Questions raised over official China coronavirus death figures
Officially 3,342 people died in China amid the coronavirus outbreak, but as the death tolls in country after country exceeds that of the Covid-19 epicentre, those government figures have come under increasing scrutiny and don’t appear to stack up.
It’s true that tens of thousands of medics and vast resources were deployed to Wuhan in the days and weeks following its lockdown; it was an unprecedented response and one no other country in the world has had the capacity to repeat.
The Chinese government claim it was that herculean effort which helped prevent fatalities on the scale now seen elsewhere.
But the virus had well and truly taken hold in the city by the time the lockdown was enforced and we’ve repeatedly been told by people in Wuhan, including doctors and nurses, that hundreds - if not thousands - died at home, untested and unaccounted for.
Many more died in hospital but also went unrecorded because doctors and nurses were too overwhelmed to treat them, let alone test them.
At that time test kits were also in short supply.
ITV News first spoke to Liu Pei’en at the beginning of February.
He’d just lost his father to the virus and even back then told us there was no way the number of deaths being reported was correct.
He’d seen the chaos in the hospital in which his father died, he had two friends in their forties who died so he knew it wasn’t just affecting the elderly.
Pei’en is one of a small group of grieving relatives who have dared to speak out about the numbers.
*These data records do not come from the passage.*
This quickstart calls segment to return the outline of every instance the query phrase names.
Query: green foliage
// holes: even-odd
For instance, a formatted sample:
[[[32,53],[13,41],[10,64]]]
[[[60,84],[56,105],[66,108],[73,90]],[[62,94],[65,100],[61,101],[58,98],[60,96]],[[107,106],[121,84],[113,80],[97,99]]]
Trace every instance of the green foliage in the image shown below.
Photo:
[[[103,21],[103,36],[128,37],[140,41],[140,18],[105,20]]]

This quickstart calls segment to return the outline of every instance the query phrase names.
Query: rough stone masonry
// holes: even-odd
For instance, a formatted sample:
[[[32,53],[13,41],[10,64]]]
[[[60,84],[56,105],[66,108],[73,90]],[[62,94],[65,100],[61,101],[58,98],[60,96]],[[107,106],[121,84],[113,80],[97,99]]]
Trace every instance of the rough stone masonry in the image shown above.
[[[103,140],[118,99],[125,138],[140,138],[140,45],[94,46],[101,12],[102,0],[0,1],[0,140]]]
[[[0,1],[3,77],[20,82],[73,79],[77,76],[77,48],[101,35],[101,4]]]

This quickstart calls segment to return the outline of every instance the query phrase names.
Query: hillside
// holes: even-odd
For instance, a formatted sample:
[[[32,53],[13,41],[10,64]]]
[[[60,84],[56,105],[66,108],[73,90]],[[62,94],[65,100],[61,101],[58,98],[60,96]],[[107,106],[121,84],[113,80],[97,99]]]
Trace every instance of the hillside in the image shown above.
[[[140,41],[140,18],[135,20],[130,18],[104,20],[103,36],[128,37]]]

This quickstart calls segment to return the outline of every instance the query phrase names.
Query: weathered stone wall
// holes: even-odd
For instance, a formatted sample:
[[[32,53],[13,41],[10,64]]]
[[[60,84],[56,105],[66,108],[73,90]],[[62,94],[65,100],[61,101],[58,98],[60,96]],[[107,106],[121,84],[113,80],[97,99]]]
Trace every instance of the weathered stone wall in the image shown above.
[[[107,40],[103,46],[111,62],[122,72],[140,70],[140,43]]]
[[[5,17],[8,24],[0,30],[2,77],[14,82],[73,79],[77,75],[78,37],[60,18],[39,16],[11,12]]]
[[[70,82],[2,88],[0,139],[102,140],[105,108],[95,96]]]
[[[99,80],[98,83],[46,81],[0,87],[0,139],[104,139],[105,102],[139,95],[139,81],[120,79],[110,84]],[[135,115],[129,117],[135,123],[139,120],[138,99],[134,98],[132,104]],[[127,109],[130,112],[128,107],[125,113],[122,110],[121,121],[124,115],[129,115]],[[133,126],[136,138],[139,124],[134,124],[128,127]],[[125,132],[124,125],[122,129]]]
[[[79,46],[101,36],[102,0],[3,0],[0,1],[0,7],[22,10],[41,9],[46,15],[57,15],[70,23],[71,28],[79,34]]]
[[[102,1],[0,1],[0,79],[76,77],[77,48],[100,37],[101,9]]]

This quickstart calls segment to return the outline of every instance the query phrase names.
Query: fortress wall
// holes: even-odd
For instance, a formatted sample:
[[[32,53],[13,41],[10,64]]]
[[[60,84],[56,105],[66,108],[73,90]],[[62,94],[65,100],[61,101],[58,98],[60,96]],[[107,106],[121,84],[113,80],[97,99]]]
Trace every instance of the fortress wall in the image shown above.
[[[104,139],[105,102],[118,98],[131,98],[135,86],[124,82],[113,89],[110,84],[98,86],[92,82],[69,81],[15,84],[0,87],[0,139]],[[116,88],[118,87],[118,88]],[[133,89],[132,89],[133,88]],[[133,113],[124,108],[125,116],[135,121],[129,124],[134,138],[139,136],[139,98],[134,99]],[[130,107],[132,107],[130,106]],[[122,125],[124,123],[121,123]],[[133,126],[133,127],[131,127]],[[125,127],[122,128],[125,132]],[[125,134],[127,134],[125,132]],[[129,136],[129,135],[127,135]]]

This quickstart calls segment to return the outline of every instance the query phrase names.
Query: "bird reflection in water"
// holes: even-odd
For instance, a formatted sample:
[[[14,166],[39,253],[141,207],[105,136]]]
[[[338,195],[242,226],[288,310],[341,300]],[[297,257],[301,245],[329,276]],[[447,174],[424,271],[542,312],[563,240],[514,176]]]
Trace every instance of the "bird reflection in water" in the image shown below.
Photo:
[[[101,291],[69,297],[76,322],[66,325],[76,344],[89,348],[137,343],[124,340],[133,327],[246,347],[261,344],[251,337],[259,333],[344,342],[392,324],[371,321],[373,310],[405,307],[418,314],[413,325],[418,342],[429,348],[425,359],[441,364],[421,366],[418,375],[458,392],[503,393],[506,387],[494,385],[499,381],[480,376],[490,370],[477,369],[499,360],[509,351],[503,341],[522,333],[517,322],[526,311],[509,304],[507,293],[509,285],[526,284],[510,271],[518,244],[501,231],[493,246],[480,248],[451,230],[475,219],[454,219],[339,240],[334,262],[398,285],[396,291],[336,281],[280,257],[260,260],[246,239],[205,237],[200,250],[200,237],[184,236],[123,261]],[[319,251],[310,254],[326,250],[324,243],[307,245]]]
He’s been warned by the authorities several times for maintaining communication with ITV News and he took a risk to meet us this week in Wuhan.
At the beginning of April he was one of hundreds who queued up to claim the ashes of their loved ones.
He had been with his father when he died, but many people hadn’t been able to comfort their relatives at the end.
They had seen them taken into hospital or taken away in a body bag and then weeks or months later here they were queuing to be handed an urn.
The doubts Pei’en had about the numbers were confirmed again going through that funeral process, in speaking to other grieving families and talking to those who had cremated his father and thousands of others.
He told ITV News the real number of deaths in Wuhan must be at least 10 times higher than reported.
The official figure is around 2,500 but from speaking to those at the funeral parlour and others, he estimates it must be more like 20,000 or 25,000.
He said it is impossible for it to be only around 2,000.
His father was the only thing keeping him in Wuhan, so Pei’en is thinking to leave, it might be safer for him, to.
Following the lifting of the lockdown Pei’en fears the authorities will force people to forget about the missed warnings, about the discrepancies in deaths and their questions about how this happened in the first place.
Pei’en fears those who initially sought to demand answers will melt away; in China it is easier and less dangerous to accept and forget.